Zaniepokojona rodzina powiadomiła o zaginięciu policję. Informacja bardzo szybko rozpowszechniona została wśród taksówkarzy w stolicy, ale także w całej Polsce. Koledzy „po fachu” bardzo aktywnie zaangażowali się w poszukiwania 40-latka. O jego zaginięciu informowały także środki masowego przekazu.
W niedzielę wieczorem oficer dyżurny piskiej komendy otrzymał informację od miejscowego taksówkarza. Poinformował on, że na Pl. Daszyńskiego prawdopodobnie stoi taksówka zaginionego, a w nim mężczyzna odpowiadający rysopisowi. Natychmiast pojechali tam policjanci, aby to sprawdzić.
W rozmowie ze zgłaszającym funkcjonariusze ustalili, że o zaginięciu mężczyzny piski taksówkarz dowiedział się z internetu, kiedy przeglądał wiadomości w oczekiwaniu na kolejny kurs. Na Pl. Daszyńskiego zauważył samochód marki Skoda Octavia na warszawskich numerach rejestracyjnych i siedzącego w nim mężczyznę. Pomyślał, że to właśnie może być ten poszukiwany, dlatego zadzwonił na policję
Po sprawdzeniu w policyjnych systemach okazało się, że jest to 40-letni mężczyzna, który zaginął w Warszawie dwa dni temu. Był cały i zdrowy, ale nie był zbyt rozmowny. Powiedział policjantom jedynie, że przyjechał na Mazury przemyśleć swoje sprawy.

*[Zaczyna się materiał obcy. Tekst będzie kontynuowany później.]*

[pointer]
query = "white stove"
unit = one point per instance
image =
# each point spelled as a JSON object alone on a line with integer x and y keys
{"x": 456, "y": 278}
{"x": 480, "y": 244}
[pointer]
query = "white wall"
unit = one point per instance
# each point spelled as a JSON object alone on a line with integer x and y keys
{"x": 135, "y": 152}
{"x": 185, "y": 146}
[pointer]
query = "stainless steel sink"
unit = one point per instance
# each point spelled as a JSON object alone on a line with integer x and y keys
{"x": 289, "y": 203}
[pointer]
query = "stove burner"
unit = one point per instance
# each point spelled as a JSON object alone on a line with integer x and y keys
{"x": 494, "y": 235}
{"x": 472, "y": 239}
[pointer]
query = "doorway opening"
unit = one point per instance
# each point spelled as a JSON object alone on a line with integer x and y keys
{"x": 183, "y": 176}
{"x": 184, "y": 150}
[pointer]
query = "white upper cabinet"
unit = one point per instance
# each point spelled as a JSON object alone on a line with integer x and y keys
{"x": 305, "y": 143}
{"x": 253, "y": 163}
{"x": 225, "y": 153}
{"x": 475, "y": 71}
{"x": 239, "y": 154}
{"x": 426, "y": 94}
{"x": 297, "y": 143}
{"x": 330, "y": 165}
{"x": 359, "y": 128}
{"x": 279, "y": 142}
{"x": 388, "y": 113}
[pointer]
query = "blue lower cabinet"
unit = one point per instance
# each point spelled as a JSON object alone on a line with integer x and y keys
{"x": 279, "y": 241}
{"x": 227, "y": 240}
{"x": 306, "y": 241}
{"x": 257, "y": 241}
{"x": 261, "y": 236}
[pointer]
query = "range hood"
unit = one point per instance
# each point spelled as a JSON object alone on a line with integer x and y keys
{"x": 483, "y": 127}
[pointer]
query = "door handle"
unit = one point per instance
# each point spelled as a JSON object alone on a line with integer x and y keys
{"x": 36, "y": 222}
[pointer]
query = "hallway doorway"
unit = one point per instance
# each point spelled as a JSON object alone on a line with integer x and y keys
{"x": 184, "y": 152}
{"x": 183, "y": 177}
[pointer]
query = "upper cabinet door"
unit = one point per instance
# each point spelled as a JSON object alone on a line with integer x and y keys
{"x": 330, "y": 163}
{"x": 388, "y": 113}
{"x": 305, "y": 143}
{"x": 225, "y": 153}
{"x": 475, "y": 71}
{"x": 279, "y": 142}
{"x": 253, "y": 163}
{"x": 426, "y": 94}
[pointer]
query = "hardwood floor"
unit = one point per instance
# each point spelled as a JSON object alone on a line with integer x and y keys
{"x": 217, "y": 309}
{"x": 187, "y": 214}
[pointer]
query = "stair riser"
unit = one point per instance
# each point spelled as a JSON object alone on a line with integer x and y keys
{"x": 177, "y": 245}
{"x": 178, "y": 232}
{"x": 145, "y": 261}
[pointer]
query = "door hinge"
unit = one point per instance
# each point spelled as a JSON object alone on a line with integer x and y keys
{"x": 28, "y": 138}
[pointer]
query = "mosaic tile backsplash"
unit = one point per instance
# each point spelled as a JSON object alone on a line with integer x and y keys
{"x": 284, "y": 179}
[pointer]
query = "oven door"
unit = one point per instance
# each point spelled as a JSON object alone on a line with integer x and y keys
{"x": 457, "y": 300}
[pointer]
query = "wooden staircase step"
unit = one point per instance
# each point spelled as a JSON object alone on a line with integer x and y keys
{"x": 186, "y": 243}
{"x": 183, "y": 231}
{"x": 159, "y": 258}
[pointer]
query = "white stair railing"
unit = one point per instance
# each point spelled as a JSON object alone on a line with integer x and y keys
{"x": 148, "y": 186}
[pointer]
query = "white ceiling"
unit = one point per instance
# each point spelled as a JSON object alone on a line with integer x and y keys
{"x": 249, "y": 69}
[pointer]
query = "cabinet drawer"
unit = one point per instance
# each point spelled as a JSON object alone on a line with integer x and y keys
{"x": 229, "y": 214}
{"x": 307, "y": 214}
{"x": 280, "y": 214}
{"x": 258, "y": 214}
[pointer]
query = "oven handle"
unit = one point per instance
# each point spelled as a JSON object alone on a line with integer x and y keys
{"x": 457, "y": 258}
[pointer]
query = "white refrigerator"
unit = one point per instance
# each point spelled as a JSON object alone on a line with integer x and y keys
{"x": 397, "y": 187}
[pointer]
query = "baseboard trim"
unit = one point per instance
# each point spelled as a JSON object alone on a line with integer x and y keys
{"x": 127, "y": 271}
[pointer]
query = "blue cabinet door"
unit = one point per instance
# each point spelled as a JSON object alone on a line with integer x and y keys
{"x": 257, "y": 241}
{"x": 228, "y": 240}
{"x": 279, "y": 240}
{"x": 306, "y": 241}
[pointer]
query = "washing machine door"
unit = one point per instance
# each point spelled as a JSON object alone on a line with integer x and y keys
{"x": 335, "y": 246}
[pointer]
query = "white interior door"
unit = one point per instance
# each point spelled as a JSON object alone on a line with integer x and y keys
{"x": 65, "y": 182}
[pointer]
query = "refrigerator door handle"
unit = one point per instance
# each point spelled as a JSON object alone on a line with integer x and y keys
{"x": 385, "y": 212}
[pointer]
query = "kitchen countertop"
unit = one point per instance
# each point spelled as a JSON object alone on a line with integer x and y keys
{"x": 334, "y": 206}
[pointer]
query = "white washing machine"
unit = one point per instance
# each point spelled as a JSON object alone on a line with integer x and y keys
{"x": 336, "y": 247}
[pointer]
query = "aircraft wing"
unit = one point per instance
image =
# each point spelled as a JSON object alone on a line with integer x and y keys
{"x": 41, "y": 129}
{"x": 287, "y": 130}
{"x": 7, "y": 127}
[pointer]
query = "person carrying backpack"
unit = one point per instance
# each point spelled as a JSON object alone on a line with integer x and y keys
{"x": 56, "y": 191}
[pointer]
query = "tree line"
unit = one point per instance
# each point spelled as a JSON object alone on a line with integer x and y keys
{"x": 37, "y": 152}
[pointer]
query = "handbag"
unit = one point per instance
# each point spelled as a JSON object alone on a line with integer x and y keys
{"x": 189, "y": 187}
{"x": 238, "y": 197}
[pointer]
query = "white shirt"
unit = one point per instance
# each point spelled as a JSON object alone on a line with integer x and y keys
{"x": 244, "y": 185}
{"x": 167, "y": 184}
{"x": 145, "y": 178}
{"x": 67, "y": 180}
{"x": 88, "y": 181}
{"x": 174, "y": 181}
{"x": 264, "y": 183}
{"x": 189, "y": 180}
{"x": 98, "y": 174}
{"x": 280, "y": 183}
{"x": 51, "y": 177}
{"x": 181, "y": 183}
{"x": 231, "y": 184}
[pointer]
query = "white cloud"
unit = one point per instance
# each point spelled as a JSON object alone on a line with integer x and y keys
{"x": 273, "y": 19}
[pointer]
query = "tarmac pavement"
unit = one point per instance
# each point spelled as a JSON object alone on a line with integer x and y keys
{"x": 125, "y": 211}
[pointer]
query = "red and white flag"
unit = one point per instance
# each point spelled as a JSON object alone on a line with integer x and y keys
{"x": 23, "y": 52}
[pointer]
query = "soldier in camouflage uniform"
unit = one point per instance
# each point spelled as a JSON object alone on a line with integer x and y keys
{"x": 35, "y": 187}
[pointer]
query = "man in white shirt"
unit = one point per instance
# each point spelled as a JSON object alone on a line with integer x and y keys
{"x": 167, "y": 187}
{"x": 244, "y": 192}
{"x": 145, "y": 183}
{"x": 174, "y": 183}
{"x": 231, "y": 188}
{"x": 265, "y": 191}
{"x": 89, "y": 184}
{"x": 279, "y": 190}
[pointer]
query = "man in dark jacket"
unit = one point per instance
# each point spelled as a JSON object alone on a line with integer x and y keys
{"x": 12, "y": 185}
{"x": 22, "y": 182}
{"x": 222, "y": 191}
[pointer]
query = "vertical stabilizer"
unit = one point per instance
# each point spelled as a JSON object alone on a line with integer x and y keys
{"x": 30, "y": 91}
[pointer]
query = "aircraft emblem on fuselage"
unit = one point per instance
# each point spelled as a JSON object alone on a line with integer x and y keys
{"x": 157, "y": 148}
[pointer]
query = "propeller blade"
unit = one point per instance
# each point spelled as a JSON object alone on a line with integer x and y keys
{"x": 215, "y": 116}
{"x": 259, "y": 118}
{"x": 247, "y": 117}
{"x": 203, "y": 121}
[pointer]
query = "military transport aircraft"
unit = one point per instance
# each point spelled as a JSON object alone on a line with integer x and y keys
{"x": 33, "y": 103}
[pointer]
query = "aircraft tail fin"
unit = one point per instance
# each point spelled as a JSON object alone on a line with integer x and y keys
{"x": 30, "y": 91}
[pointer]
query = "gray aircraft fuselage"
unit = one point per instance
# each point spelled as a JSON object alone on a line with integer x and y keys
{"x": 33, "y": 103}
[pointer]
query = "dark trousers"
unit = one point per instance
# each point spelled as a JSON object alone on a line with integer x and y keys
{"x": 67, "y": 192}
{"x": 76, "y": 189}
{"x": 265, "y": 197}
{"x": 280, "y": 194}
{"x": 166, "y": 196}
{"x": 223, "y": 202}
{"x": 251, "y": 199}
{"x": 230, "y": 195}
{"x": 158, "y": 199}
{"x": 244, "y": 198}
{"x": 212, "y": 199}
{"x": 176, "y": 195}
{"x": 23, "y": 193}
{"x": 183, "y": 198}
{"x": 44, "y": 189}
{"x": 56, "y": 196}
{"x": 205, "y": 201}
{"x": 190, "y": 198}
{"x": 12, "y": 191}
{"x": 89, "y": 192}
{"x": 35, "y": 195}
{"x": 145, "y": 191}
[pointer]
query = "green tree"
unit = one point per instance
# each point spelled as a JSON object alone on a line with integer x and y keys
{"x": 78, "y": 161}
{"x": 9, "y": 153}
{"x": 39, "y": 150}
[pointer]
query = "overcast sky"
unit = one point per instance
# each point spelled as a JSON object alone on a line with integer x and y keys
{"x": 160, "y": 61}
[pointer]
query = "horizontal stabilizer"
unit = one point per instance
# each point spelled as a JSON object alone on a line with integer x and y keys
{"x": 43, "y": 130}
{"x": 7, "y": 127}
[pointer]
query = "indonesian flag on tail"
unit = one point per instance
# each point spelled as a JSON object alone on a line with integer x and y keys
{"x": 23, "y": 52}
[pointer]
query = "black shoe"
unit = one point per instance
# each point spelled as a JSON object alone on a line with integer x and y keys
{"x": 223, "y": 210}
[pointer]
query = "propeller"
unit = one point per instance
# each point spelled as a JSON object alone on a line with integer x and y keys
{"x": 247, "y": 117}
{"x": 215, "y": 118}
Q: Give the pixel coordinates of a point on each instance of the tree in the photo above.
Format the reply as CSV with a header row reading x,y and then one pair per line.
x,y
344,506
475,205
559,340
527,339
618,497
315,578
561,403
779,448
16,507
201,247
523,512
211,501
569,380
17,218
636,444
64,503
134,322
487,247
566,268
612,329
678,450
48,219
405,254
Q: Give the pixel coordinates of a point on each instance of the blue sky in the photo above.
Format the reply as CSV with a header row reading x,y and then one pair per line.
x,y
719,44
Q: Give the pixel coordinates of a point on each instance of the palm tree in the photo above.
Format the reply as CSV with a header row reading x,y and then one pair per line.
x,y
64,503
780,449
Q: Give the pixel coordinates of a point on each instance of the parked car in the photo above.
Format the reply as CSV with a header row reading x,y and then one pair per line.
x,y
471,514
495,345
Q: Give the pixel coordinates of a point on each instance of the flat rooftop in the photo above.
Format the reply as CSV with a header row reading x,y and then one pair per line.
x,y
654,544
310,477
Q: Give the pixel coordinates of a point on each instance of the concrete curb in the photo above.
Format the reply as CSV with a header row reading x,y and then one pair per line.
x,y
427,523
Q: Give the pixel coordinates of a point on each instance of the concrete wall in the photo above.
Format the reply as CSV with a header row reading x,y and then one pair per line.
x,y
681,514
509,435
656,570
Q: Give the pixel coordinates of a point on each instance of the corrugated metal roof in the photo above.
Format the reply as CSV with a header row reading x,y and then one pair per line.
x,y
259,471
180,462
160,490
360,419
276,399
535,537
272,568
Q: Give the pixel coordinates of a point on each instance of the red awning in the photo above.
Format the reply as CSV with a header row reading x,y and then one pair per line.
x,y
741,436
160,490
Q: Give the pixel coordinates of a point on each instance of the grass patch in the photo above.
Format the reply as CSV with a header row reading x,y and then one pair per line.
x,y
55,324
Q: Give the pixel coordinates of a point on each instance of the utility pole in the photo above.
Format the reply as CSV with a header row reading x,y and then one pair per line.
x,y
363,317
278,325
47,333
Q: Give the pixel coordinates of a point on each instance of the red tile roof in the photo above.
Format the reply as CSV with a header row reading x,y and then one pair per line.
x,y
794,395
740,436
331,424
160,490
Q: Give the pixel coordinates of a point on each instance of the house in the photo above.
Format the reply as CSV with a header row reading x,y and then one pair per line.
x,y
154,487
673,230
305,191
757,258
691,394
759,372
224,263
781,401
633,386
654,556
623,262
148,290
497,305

Informację o odnalezieniu zaginionego mężczyzny całego i zdrowego natychmiast przekazano jego rodzinie, która nie kryła swojej radości.
Finał poszukiwań okazał się szczęśliwy między innymi dzięki zaangażowaniu się taksówkarzy z całego kraju w poszukiwaniu kolegi „po fachu”.